Show every hyperelliptic curve admits a morphism of degree 2

Question

I am given an alternative definition for a hyperelliptic curve as follows. A hyperelliptic curve is a smooth projective curve $C$ over an algebraically closed field $\bar{F}$ with a divisor $D\in \operatorname{Div}(C)$ with $\operatorname{deg}(D)=2$ and $\operatorname{dim}\mathcal{L}(D)\geq 2$, where $\operatorname{dim}\mathcal{L}(D) = \{ f\in\bar{F}(C)^* : div(f)+D\geq 0\} \cup \{0\}$.

I have to show every hyperelliptic curve admits a morphism $C\to \mathbb{P}^1$ of degree 2.

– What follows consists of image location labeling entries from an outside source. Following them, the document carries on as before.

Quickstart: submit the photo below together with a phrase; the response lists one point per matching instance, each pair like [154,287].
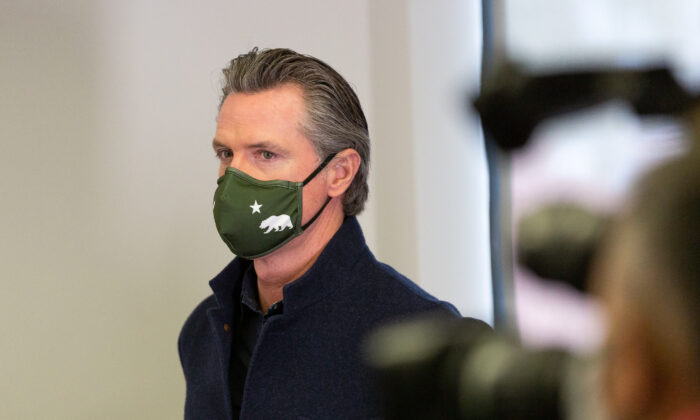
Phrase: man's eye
[224,154]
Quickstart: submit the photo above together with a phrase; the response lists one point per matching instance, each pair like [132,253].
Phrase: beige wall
[107,241]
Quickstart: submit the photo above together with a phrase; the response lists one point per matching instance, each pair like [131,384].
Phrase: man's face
[260,135]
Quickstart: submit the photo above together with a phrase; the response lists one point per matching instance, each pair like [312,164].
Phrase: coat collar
[330,271]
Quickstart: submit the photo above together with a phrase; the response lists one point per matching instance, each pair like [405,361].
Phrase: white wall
[106,173]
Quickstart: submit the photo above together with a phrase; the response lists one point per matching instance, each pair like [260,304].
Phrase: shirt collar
[330,271]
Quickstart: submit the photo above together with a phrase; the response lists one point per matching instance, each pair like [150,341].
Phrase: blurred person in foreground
[280,336]
[649,278]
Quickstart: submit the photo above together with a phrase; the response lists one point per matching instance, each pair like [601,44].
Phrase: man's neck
[290,262]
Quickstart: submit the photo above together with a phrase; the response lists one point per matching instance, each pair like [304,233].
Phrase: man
[649,278]
[280,336]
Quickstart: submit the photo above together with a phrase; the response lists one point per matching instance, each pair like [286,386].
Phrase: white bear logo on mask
[278,223]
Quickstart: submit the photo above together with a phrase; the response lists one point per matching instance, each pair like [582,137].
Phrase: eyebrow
[257,145]
[216,144]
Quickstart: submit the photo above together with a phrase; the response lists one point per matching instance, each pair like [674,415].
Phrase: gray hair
[335,120]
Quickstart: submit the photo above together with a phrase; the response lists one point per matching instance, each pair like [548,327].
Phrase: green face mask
[255,218]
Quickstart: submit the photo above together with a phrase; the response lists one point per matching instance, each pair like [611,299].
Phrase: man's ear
[341,171]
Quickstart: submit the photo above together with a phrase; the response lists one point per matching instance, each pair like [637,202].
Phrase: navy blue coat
[307,363]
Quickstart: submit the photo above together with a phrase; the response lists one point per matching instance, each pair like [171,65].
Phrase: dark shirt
[307,362]
[246,333]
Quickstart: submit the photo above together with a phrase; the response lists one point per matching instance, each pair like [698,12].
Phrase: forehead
[276,114]
[281,105]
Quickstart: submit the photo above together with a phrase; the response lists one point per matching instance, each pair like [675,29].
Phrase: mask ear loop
[323,164]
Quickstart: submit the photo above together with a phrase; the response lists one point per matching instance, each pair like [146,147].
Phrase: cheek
[314,197]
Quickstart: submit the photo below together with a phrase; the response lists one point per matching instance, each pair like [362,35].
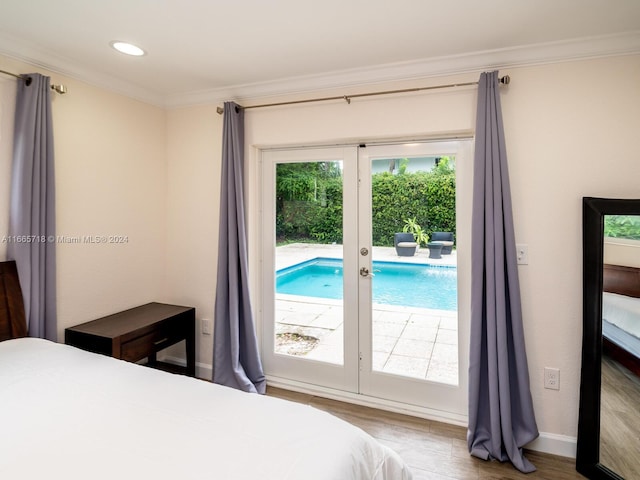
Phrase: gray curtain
[501,417]
[32,205]
[236,361]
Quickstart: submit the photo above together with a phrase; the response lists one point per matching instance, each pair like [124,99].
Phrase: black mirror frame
[588,448]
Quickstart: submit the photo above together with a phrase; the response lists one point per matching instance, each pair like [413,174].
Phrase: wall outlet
[522,252]
[552,378]
[205,326]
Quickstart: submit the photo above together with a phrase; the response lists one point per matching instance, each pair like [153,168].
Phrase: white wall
[194,148]
[110,180]
[570,132]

My idea: since the dimension of the linear system is at least 2, I can pick linearly independent functions $f,g$ and consider the map $P\mapsto [1:f(P)/g(P)]$. However, I am unsure how to show this map is of degree 2. I'm sure I have to use the conditions on $f,g$ somewhere, but I'm not sure how to approach this, especially showing this map is of degree 2.

Answer 1

You have the good idea. However, be careful with your notations, $[1:f(P)/g(P)] \in \mathbb{P}^1$ has sens only when $f(P)/g(P) \in F$. In fact, you can see $\mathbb{P}^1$ as $F \cup \{\infty\}$ just like for the Riemann sphere. Then, $F(C)$ is simply the set of morphisms $C \rightarrow \mathbb{P}^1$ and it has a field structure so you can directly consider $h : P \mapsto \frac{f(P)}{g(P)} \in F(C)$.

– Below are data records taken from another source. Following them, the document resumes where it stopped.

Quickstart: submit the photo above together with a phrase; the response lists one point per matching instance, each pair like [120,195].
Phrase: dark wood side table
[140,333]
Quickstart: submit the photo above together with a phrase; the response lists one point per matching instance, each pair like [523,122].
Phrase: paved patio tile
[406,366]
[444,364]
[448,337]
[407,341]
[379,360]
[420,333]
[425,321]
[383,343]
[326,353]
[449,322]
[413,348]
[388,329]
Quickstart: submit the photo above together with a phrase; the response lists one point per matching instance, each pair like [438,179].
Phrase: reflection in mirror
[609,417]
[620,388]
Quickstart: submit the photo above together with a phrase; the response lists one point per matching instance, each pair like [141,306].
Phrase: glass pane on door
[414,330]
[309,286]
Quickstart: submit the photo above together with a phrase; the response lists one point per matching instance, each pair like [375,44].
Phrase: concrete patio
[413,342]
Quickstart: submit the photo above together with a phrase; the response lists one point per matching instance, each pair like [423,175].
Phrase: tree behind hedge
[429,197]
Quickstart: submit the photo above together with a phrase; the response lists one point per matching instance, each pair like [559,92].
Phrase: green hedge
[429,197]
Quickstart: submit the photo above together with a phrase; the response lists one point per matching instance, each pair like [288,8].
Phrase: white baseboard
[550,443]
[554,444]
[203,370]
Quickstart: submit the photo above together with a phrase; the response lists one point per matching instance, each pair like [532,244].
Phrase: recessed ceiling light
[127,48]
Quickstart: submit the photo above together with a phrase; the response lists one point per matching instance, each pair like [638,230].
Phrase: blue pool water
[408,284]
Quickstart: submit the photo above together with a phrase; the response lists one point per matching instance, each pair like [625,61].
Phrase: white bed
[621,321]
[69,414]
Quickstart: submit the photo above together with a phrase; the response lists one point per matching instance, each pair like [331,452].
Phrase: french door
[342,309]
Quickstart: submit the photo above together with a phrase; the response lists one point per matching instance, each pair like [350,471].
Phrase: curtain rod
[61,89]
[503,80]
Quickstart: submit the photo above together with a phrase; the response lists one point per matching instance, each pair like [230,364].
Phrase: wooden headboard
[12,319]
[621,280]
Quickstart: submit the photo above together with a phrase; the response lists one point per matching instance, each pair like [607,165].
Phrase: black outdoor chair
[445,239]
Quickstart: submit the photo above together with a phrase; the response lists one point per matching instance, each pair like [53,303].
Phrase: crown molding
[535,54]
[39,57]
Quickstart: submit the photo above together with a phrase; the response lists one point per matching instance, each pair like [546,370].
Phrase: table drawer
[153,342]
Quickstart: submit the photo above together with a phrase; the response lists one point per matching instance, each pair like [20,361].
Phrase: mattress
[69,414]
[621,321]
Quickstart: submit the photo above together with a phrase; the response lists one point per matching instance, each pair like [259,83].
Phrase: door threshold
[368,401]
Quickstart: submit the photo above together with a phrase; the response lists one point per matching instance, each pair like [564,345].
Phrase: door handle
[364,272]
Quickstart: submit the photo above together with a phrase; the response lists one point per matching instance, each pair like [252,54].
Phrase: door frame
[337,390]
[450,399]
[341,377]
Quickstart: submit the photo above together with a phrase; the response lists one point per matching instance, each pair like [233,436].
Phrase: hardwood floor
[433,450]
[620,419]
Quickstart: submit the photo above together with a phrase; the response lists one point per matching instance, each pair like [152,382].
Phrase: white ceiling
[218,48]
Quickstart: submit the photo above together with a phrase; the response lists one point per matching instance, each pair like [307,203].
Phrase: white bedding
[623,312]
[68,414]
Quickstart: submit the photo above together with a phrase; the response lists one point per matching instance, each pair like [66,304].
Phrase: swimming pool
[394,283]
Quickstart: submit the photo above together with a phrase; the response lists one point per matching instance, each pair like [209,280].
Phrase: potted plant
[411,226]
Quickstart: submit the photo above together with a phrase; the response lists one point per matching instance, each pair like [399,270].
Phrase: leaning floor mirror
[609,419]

$(f,g)$ linearly independant implies that $h$ is non constant and the degree of $h$ equals the cardinality of its fibers counted with multiplicities. In particular, the number of zeros of $h$ plus its number of poles (still with multiplicities) is twice its degree.

Notice that for all $P$, \begin{align*} h(P) = 0 & \Rightarrow \mathrm{div}(h)_P > 0 \textrm{ and } h \textrm{ has a zero of order } \mathrm{div}(h)_P \textrm{ at } P.\\ h(P) = \infty & \Rightarrow \mathrm{div}(h)_P < 0 \textrm{ and } h \textrm{ has a pole of order } -\mathrm{div}(h)_P \textrm{ at } P.\\ h(P) \in F^* & \Rightarrow \mathrm{div}(h)_P = 0. \end{align*} We deduce form it that, $$ 2\deg(h) = \textrm{ number of zeroes + number of poles } = \sum_{P \in C} |\mathrm{div}(h)_P|. $$ And for all $P$, \begin{align*} |\mathrm{div}(h)_P| & = |\mathrm{div}(f)_P - \mathrm{div}(g)_P|\\ & \leqslant |\mathrm{div}(f)_P + D_P| + |-D_P - \mathrm{div}(g)_P|\\ & = \mathrm{div}(f)_P + \mathrm{div}(g)_P + 2D_P. \end{align*} By summing over $P$, we obtain that, $$ 2\deg(h) \leqslant 2\deg(D) = 4. $$ Therefore, $h$ has degree at most two. If $h$ has degree one, replace it by $h^2$ (and in this particular case, $C = \mathbb{P}^1$ because $h$ is an isomorphism).

Answer 2

little informal remark how I think about this: take the map $\phi: C \rightarrow \mathbf{P}^1$ induced by taking two global sections $f,g \in H^0(\mathcal{L}(D))$. Then $\phi^*\mathcal{O}(1)\cong \mathcal{L}$. In terms of divisors, this is $\phi^*H=D$ where $H$ denotes a "hyperplane class", i.e. is the class of a single point $p\in \mathbf{P}^1$. But $D$ is of degree 2, i.e. linear equivalent to two points $q, q'$ (or $1$ point $2q$ with multiplicity $2$). As pullback is like inverse image, you get exactly the two points $q,q'$ are mapped to $p$ via $\phi$.

$\mathbf{Remark}$: This is generic situation, could be that you pullback only to a thickened point $2q$ but that still gives you a degree $2$ map although the reduced fibre is a singleton.